What is Gherkin and why should I care?

Love it, hate it, or, really hate it - documentation is a critical part of software development. Gherkin comes in handy - especially when documenting user flows - as a way to standardize that documentation in an easy-to-read format that anyone can understand. At the beginning of a project it can help stakeholders, product and developers understand the expected behavior of a feature before a line of code is written. And, at the end of the development process it performs double duty as behavior-driven test cases.

Gherkin's syntax

One of the biggest benefits is that it uses standard English (or, your team's language of choice). The basic syntax requires almost no explanation:

*Feature: Title of the Scenario*

**Given** \[Preconditions]

**When** \[Action takes place]

**Then** \[Output]

An actual feature might be documented like this:

*Feature: Blog publish button*

**Given** User has populated rich text editor with content

**When** User clicks 'Publish' button in content management system

**Then** article is published and shows up on site

In reality, a little more context is generally needed, but the syntax is readily expandable with some common keywords (when, then, and, but).

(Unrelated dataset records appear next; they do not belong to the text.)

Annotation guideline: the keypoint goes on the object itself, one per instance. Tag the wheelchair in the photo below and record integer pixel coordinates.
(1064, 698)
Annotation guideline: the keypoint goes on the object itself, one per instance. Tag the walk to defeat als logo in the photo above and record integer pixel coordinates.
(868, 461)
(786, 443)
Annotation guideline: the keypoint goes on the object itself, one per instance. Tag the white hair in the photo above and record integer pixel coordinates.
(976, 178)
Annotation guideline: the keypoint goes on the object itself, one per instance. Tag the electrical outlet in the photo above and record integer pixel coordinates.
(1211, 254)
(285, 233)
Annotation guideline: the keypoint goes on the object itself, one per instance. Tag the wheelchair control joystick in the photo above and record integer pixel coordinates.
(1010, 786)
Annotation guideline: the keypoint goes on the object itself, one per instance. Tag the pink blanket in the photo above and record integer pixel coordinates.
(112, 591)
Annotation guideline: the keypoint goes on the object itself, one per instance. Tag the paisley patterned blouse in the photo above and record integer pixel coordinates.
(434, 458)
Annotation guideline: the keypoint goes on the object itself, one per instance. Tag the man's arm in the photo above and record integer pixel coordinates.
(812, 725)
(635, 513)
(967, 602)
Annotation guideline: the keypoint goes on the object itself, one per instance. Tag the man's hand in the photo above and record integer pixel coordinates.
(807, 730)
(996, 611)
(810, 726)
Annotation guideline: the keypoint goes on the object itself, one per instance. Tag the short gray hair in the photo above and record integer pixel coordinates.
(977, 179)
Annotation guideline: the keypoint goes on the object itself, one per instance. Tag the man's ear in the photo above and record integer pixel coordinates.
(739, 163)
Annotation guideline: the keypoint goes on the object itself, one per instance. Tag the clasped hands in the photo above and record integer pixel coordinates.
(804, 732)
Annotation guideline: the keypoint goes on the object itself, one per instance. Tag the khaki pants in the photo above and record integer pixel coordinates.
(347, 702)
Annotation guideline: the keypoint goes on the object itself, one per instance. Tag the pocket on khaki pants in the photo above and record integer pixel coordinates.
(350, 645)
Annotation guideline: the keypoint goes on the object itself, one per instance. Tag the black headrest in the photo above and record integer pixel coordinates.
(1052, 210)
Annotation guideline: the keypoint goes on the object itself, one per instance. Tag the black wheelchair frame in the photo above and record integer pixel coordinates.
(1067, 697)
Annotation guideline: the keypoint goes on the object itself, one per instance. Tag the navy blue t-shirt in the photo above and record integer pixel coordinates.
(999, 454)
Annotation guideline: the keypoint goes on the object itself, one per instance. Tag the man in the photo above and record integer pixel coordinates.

*Feature: Blog publish button*

**Given** User has populated rich text editor with content

**When** User clicks 'Publish' button in content management system

**And** There are no errors

**Then** Article is published

**And** Article's URL is added to sitemap

**And** Article appears on recently published page

**And** Modal appears to user and says 'Article has been published at \[timestamp]

Additional Gherkin resources

Any given feature might have several Gherkin snippets which provides a lot of utility in a test-driven development environment. If the documentation is done well, there shouldn't be any surprises at the end of the sprint because the team has been referring to and testing against the Gherkin scenarios during development.

There are handful of tools that are built around the general (but often modified) syntax, but the benefit of its simplicity is it can be used in whatever ticket tracking software you're using. If you do want to check out some of the solutions on the market, Cucumber seems to be the most popular and has pretty good documentation that is useful even outside of their platform. Behat is another good one, and their documentation might be even better.

Questions

  • Gherkin is an indentation structured and line oriented language that can be used to document user paths or acceptance criteria.

  • Being careful to not overbuild can be important. Devs can use TDD (test-driven development) to build the least amount possible - basically, building the minimum amount to pass pre-determined test cases. Gherkin is really great for documenting those test cases.